Les conditions météorologiques poussent les districts scolaires francophones de la province à prendre des décisions qui ne sont pas toujours comprises par tous. Toutes les écoles de la Péninsule acadienne sont restées fermées jeudi au lendemain d’une tempête qui a laissé 52 cm de neige sur le sol.

Plus tôt cette semaine, les écoles du District scolaire francophone Sud ont été fermés ainsi que celles de la Péninsule acadienne, la région Chaleur et certains établissements du Nord-Ouest.

Dans le District scolaire francophone Nord-Est, les élèves de la Péninsule acadienne ont déjà raté 15 journées d’école depuis le 3 novembre, tandis que ceux de la région Chaleur ont eu droit à 12 congés inattendus.

Le Nord-Ouest n’a pas été épargné non plus. Le District scolaire francophone Nord-Ouest a fermé les écoles à neuf reprises depuis novembre.

Les élèves du District scolaire francophone Sud ont manqué 11 jours de classe en raison des intempéries.

Puisqu’il reste très peu de journées de formation pédagogique au calendrier qui pourraient être annulées, les responsables du sud de la province n’ont plus beaucoup de marge de manœuvre pour reprendre les journées manquées, souligne Steve Lapierre, coordonnateur des relations stratégiques au District scolaire francophone Sud.

La situation n’est toutefois pas insurmontable, rappelle-t-il.

«Toutefois, nous avons demandé au personnel des écoles de reconsidérer la tenue de toutes les activités jugées non essentielles et d’accorder la priorité à l’enseignement des programmes d’études jusqu’à la fin de l’année scolaire de sorte que tous les concepts aux programmes puissent être couverts et maîtrisés par les élèves.»

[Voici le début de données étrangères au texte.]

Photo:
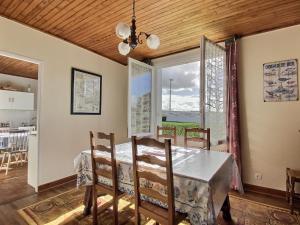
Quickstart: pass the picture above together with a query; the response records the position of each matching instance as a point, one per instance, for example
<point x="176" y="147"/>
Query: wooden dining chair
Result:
<point x="204" y="136"/>
<point x="164" y="216"/>
<point x="109" y="171"/>
<point x="166" y="133"/>
<point x="17" y="146"/>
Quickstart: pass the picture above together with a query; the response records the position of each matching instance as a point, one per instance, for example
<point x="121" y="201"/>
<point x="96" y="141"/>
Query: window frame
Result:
<point x="153" y="98"/>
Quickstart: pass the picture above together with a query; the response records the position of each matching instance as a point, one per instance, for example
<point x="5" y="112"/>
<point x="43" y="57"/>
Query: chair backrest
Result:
<point x="202" y="136"/>
<point x="149" y="176"/>
<point x="166" y="133"/>
<point x="110" y="161"/>
<point x="17" y="141"/>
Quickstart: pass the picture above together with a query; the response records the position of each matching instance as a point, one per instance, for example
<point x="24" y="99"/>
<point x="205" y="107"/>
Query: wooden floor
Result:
<point x="16" y="194"/>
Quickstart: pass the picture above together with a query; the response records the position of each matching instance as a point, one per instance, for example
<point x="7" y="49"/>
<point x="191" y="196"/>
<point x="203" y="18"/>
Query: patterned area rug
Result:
<point x="66" y="209"/>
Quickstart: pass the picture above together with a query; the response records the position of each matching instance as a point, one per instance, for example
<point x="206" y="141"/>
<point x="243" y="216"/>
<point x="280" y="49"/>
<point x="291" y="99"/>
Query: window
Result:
<point x="187" y="91"/>
<point x="180" y="96"/>
<point x="140" y="99"/>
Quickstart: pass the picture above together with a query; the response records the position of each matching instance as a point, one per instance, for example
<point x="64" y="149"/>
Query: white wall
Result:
<point x="63" y="136"/>
<point x="270" y="130"/>
<point x="17" y="117"/>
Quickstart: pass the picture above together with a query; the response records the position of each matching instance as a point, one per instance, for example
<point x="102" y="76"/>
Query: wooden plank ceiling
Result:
<point x="18" y="67"/>
<point x="178" y="23"/>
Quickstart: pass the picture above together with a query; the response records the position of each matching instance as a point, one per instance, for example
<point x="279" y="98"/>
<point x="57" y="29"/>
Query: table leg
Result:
<point x="88" y="200"/>
<point x="226" y="209"/>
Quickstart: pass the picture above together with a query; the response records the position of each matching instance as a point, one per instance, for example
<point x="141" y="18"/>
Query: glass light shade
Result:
<point x="122" y="30"/>
<point x="153" y="41"/>
<point x="123" y="48"/>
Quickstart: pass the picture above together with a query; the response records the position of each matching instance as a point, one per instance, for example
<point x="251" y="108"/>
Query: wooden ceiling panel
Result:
<point x="18" y="67"/>
<point x="179" y="23"/>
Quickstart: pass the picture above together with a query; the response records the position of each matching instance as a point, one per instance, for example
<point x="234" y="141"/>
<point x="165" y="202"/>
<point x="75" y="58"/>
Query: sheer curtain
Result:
<point x="140" y="94"/>
<point x="233" y="129"/>
<point x="214" y="91"/>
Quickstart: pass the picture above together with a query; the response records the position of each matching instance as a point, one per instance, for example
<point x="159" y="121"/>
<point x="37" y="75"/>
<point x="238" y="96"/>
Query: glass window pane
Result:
<point x="215" y="117"/>
<point x="141" y="87"/>
<point x="181" y="96"/>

Il est aussi peu probable que les districts scolaires proposent d’autres moyens pour reprendre les journées perdues tels qu’un prolongement de l’année scolaire ou des cours le week-end.

«Le calendrier scolaire appartient au ministre de l’Éducation. Il est développé en respectant les clauses de la convention collective des enseignants, entre autres. Ce fait ne permet donc pas de prolonger l’année scolaire au-delà de la fin juin, de faire l’école le samedi ou d’annuler le congé de mars, par exemple», dit Steve Lapierre.

En temps normal, le calendrier scolaire prévoit environ 180 jours de scolarité, y compris deux demi-journées par mois qui permettent aux enseignants d’échanger sur leurs méthodes pédagogiques.

Les nombreuses fermetures font néanmoins réagir plusieurs, y compris les députés à Fredericton.

«Écoles anglaises au Restigouche fermées, écoles francophones ouvertes! Difficile à comprendre», a lancé le député libéral de Campbellton-Dalhousie, Donald Arseneault.

Interrogé mercredi à l’Assemblée législative, le ministère de l’Éducation Serge Rousselle a laissé entendre qu’il est prêt à discuter avec les districts scolaires de la province pour s’assurer que les élèves soient en mesure d’atteindre les objectifs fixés dans le curriculum.

Population rassurée

Malgré certaines préoccupations, plusieurs préfèrent que les écoles soient fermées plutôt que de mettre la vie des élèves en péril.

Ils ont été nombreux à répondre à une question à ce sujet sur la page Facebook de l’Acadie Nouvelle.

«C’est préférable de perdre quelques jours de classe au lieu de perdre la vie de nos jeunes», dit Rose-Marie Chiasson.

«Les enseignants sont des professionnels et savent s’adapter pour être certains que les objectifs des programmes soient enseignés. La sécurité des jeunes devrait être notre principale préoccupation!», lance Bernice Caissie.

«Les enseignants sont les spécialistes de l’éducation et ils vont adapter leur pédagogie en fonction du temps qu’il reste d’ici le dernier jour de classe en juin. Je ne crois pas qu’il y ait lieu d’allonger l’année scolaire», écrit Kevin Burke.